YOU tell me in your letter that you are extremely alarmed by a dream; apprehending that it forebodes some ill success to you in the case you have undertaken to defend; and, therefore, desire that I would get it adjourned for a few days, or, at least, to the next. This will be no easy matter, but I will try:

  • .…”For dreams descend from Jove.”
  • Meanwhile, it is very material for you to recollect whether your dreams generally represent things as they afterwards fall out, or quite the reverse. But if I may judge of yours by one that happened to myself, this dream that alarms you seems to portend that you will acquit yourself with great success. I had promised to stand counsel for Junius Pastor; when I fancied in my sleep that my mother-in-law came to me, and, throwing herself at my feet, earnestly entreated me not to plead. I was at that time a very young man; the case was to be argued in the four centumviral courts; my adversaries were some of the most important personages in Rome, and particular favourites of Cæsar, any of which circumstances were sufficient, after such an inauspicious dream, to have discouraged me. Notwithstanding this, I engaged in the cause, reflecting that,
  • “Without a sign, his sword the brave man draws,
  • And asks no omen but his country’s cause.”

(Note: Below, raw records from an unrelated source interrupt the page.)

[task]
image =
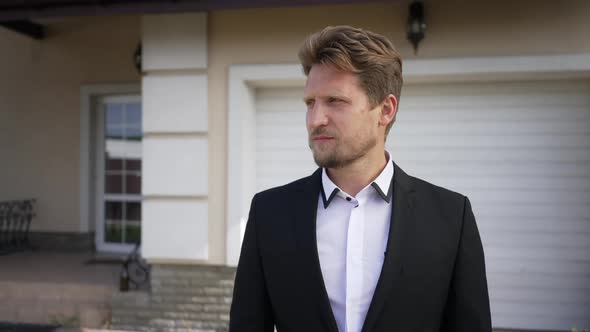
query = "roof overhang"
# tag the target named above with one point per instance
(14, 10)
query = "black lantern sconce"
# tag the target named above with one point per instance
(416, 24)
(137, 58)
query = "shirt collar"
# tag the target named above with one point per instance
(382, 184)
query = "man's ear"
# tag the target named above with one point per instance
(388, 110)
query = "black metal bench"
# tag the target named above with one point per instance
(15, 222)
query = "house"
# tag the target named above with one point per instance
(496, 105)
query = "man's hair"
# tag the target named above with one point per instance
(369, 55)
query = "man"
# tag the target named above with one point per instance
(359, 245)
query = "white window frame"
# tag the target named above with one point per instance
(100, 196)
(88, 96)
(245, 79)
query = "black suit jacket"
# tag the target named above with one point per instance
(433, 276)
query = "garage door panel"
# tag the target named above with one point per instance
(434, 113)
(515, 141)
(450, 127)
(477, 168)
(537, 224)
(550, 254)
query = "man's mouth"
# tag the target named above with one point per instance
(321, 138)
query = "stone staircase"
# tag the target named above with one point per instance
(193, 298)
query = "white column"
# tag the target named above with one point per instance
(175, 144)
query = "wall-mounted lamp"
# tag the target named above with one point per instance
(416, 24)
(137, 58)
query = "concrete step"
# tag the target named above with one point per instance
(67, 304)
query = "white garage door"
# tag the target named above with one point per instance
(519, 150)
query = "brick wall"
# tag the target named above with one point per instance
(192, 298)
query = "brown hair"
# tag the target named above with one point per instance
(369, 55)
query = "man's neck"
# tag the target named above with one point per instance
(354, 177)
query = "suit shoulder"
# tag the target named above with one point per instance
(430, 188)
(284, 191)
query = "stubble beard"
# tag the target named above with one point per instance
(343, 154)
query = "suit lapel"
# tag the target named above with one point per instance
(305, 229)
(402, 216)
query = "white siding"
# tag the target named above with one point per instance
(519, 150)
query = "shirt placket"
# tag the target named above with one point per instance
(354, 268)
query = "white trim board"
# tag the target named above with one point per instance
(87, 95)
(244, 79)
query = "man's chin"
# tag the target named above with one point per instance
(326, 161)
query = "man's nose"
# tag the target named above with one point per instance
(316, 116)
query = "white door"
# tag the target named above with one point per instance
(118, 172)
(519, 150)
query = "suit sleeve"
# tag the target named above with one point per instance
(468, 305)
(250, 309)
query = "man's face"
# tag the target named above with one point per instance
(341, 125)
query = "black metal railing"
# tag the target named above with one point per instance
(15, 223)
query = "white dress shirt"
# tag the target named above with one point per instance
(352, 235)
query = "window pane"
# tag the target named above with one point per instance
(133, 115)
(113, 184)
(113, 164)
(133, 210)
(114, 132)
(113, 232)
(113, 114)
(133, 133)
(133, 233)
(113, 211)
(132, 183)
(133, 164)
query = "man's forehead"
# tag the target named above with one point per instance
(330, 81)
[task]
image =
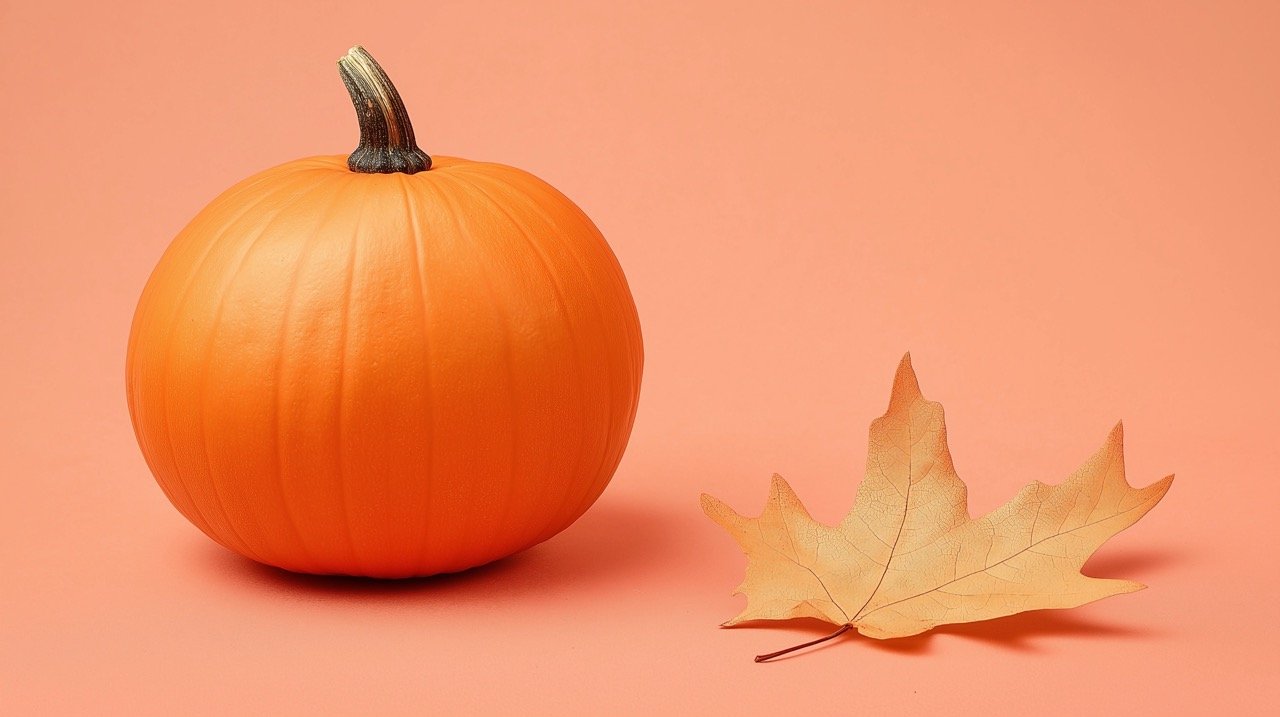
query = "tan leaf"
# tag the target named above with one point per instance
(908, 557)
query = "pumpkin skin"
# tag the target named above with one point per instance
(384, 374)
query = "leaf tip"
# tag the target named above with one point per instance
(712, 506)
(906, 387)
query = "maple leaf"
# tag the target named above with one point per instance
(908, 557)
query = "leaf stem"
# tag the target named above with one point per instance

  • for I looked upon the promise I had given to be as sacred to me as my country, or, if that were possible, more so, The event happened as I wished; and it was that very case which first procured me the favourable attention of the public, and threw open to me the gates of Fame. Consider then whether your dream, like this one I have related, may not presignify success. But, after all, perhaps you will think it safer to pursue this cautious maxim: “Never do a thing concerning the rectitude of which you are in doubt”; if so, write me word. In the interval, I will consider of some excuse, and will so plead your cause that you may be able to plead it yourself any day you like best. In this respect, you are in a better situation than I was: the court of the centumviri, where I was to plead, admits of no adjournment: whereas, in that where your case is to be heard, though no easy matter to procure one, still, however, it is possible. Farewell.